Monday, November 22, 2010

i am hopeless

pwroarrrrrrrrrrrrrrrr... i am so so so so so angry at myself chickening out at the very last minute. how can i possibly do that, it is like i have lost quarter of my guts when the quarter life crisis hits me.

i feel like banging my head to the wall after realising what i'd actually missed, but that wasn't enough. i really want to scar my face so that it can serve as a reminder of how retarded am i when i look in the mirror.

pwroarrrrrrrr!

Friday, November 19, 2010

i do

yeap, i do and i still very much do.

do you?

Tuesday, November 16, 2010

i wish you love

i felt downright terrible. it was so awful to know i am partially responsible for those tears you shed.

i wished i'd find the right comforting words, or at least brushed it off casually - it's no biggies, really, you learn some, lose some and earn some then move on. but who am i to assure you that it could be easy, why say every day is a new start when, some spend days or years just to ease the pain or carefully avoiding it. we will at least be happy as long as memories and secrets are well kept in the closet. we can pretend to ignore it even if emotional distresses are bursting at the seams.

or we believe we'll forget things eventually.

while still trying my very best to sooth those tears, my thoughts were taken away by fractions of memories  - the stroll along the riverside where stars were bright, and the incident i was fascinated seeing puffs of frozen breathe in the cold air.

i love those memories and every bit of it. no one can possibly take those away from me, and i guessed that's how you cherish your memories too. no words will be appropriate to ease the ache of your heart.

it is not because i am lack of vocab, i just can't take away the memories and feelings you took years to build with just one or two simple words. it is not fair to you.

one day, perhaps one day, you'll find your way out. you'll not walk out from it, you'll learn to love them and take them with you whenever you go.

therefore, i wish you love.

Thursday, November 11, 2010

ah lian kicks in again - part 2

AHAHAHAHAHAHAHHAHAHAHAHAHHA...



i just couldn't hold myself from laughing.
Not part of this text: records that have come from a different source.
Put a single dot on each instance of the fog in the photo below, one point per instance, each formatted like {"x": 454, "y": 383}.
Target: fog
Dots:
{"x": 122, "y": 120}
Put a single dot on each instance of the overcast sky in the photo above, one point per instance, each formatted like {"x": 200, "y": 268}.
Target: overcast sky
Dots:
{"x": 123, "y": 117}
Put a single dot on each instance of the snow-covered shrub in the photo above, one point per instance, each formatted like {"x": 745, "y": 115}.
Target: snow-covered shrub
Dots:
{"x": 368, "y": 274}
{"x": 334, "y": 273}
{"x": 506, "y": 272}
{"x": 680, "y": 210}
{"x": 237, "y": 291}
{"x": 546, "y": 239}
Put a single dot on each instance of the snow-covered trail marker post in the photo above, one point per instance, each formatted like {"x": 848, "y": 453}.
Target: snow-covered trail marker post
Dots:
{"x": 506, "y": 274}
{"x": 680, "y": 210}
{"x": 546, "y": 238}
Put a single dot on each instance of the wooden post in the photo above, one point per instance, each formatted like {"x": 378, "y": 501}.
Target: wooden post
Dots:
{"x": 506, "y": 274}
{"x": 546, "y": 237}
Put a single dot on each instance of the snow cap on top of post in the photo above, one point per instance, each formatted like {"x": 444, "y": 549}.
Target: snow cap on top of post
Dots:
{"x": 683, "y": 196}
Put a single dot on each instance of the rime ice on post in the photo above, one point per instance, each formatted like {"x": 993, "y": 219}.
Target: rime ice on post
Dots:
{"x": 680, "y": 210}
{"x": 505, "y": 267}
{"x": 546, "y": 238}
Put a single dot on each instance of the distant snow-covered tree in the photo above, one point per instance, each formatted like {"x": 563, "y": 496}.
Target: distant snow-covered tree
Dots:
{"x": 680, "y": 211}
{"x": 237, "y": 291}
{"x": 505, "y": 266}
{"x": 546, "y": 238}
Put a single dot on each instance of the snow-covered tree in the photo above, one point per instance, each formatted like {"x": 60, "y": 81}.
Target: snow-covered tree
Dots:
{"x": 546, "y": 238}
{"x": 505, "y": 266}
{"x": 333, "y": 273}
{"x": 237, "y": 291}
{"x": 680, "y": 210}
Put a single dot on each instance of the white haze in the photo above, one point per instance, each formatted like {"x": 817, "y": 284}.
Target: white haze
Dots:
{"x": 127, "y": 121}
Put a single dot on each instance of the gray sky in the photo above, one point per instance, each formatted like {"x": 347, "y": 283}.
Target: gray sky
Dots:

AHAHAHAHAHHAHAHAH...

his face expression in the MV damn serious and intense weh..

BWAHAHAHAHAHHAHAH.....

Wednesday, November 10, 2010

i am 52, maybe

oldies are really nicer than the recent ones. They are still the best in my book.

age must be really catching up, in fact i think i am 52 instead of 25.



may be not that old, but the lyrics are so well written aye.

Sunday, November 7, 2010

永远成了在云端跳舞的天使

可惜,真的很可惜。

不应该那么早放弃吧。再多一点点坚持,真的是可能, 可以的。

有些话,说出来的时候真的太迟了。

Monday, November 1, 2010

pwroar! bad friends, bad bad friends!

you, you, you and you!

yeah, you know i am talking about you! you, you,and you stood me up for belly dance classes!

pwroarrrrrrr...don't like that la, you don't have to wear sexy to do belly dance, plus plus plus it is a very very very very good exercise to shake your butt to tone your muscles. nothing obscene about this dance.

don't like that la! come la come la.